I find it alarming that the head of the agency responsible for holding Kaiser accountable to State mental health parity laws might be considering legitimate Kaiser’s cry of therapist shortages. Perhaps the distribution of therapists is not uniform across the United States. But there are more than enough therapists to meet the need in the urban areas where Kaiser primarily operates. A cursory search on the Psychology Today website in the California cities where Kaiser sees most of its patients reveals hundreds of licensed therapists in Oakland, San Francisco, Los Angeles, San Diego… to name a few of the cities where the DMHC has identified deficits in Kaiser’s care.
There are two main reasons why Kaiser continues failing to meet basic community standards of care. Neither has anything to do with a scarcity of therapists.

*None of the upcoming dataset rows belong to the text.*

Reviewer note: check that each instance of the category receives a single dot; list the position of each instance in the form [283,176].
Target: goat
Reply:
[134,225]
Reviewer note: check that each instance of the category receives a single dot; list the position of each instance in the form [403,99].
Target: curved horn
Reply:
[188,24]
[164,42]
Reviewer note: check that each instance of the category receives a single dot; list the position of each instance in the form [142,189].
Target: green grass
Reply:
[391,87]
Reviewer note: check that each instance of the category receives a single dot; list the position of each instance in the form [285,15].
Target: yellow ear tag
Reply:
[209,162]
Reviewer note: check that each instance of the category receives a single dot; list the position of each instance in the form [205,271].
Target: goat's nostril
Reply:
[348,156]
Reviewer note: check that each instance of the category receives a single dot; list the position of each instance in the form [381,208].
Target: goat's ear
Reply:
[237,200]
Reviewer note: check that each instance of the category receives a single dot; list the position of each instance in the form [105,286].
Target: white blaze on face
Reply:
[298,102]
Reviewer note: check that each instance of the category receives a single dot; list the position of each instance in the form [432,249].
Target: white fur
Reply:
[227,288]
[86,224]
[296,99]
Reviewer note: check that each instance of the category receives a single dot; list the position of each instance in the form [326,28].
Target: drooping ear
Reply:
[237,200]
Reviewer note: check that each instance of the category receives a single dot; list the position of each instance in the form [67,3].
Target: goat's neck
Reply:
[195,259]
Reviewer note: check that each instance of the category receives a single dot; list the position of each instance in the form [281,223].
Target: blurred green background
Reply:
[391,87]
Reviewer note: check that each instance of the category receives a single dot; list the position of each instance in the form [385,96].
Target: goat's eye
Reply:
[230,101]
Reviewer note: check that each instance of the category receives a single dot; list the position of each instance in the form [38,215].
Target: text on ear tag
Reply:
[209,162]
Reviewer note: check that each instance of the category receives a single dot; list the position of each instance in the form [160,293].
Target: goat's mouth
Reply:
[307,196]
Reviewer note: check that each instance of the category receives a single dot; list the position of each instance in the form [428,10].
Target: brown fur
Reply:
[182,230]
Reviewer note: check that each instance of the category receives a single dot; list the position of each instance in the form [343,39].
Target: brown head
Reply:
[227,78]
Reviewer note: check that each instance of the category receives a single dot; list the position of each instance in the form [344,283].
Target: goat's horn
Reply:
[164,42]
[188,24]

The first is that most therapists do not wish to work for an organization that makes it impossible to practice psychotherapy. A friend at Kaiser’s Psychiatry Department in Santa Rosa confirmed that in the past year new hires, even though they’re being well paid right off the bat, are quitting their jobs quicker than their managers can replace them. Why? Because therapists want to help people. If we can’t see them, we can’t help them. Therapists will continue to quit or refuse new opportunities to work at Kaiser until Kaiser puts in place a credible plan to fix the problems now on the table.
A credible plan would include a statement of intent to improve and a time frame to make the improvements. For example, “By 2018, 95% of Kaiser members with mental health parity diagnoses will be receiving the level of care deemed appropriate by the therapists evaluating their needs.” A credible plan would include steps to achieve its goals, with visible measures for each step. But instead of a credible plan, with goals and strategies to achieve these goals, Kaiser claims they are diligently hiring more staff and that this single strategy will take care of the problems.

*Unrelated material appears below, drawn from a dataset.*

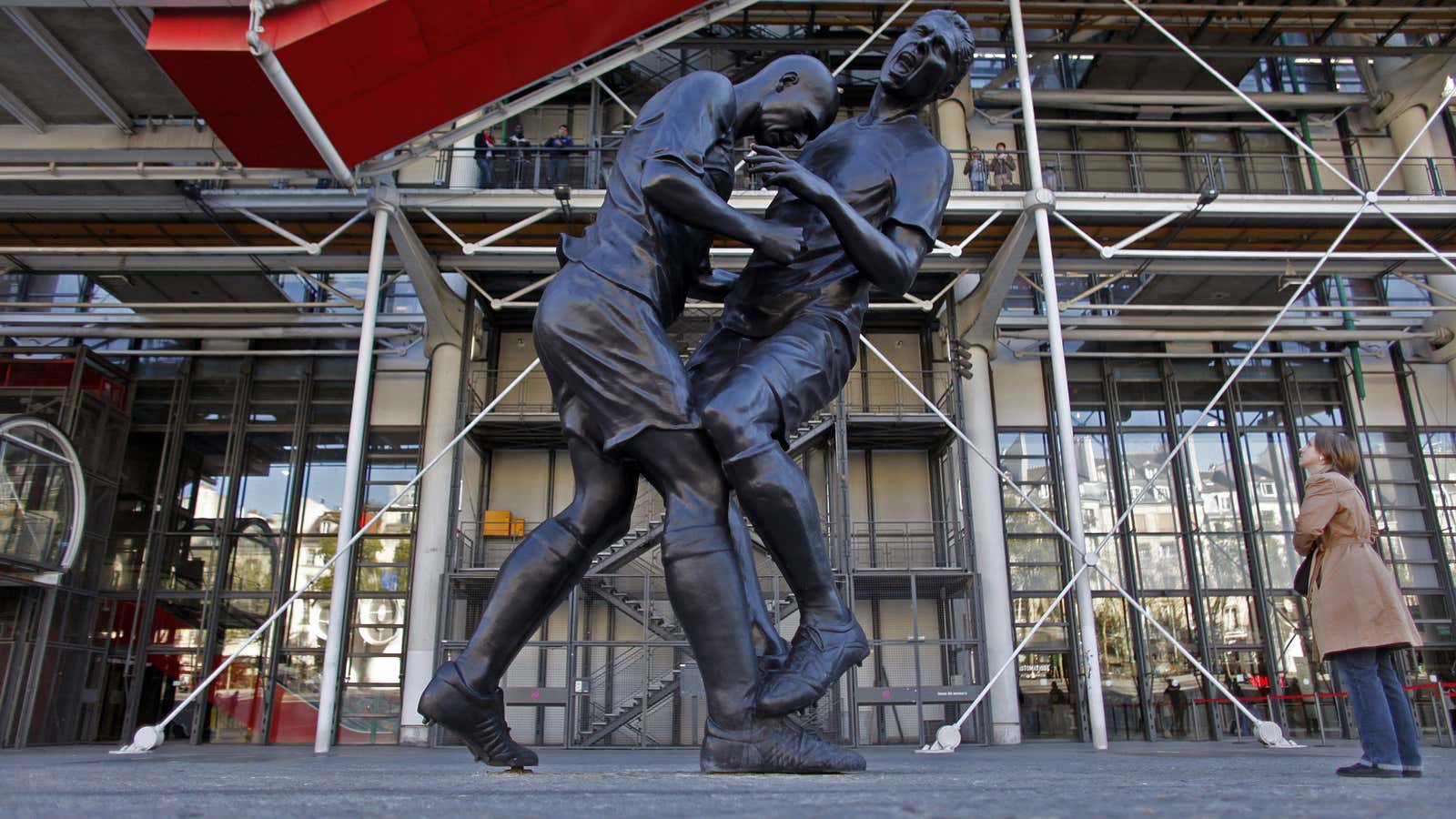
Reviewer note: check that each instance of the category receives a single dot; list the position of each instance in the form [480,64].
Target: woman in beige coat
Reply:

The second reason that Kaiser is failing to meet community standards for individual therapy is that they are not paying their subcontracted therapists enough. For the past year or so Kaiser has been subcontracting with a group called ValueOptions to manage their overflow. In Sonoma County (my home county) a Licensed Clinical Social Worker is offered $65 an hour to see a Kaiser patient through ValueOptions. By comparison Medicaid (MediCal in California) is paying LCSWs $103 an hour. Not surprisingly, the numbers of private practice therapists signing on to accept MediCal is growing geometrically whereas the numbers accepting ValueOptions/Kaiser remains low and the growth is flat.
If Kaiser wants to attract and retain new hires, they will need to present a realistic plan to transform the current structure into one that works for therapists and their clients. If they want to attract therapists in the community to participate as subcontractors in the care of Kaiser patients, ValueOptions will need to match Medicaid’s reimbursement rate.
Attention, DMHC: there is no shortage of therapists willing to take care of Kaiser patients with mental illness. Instead of accepting their clever excuses, this is the time to leverage Kaiser into making the real (and really expensive) changes they’re doing their darndest to avoid.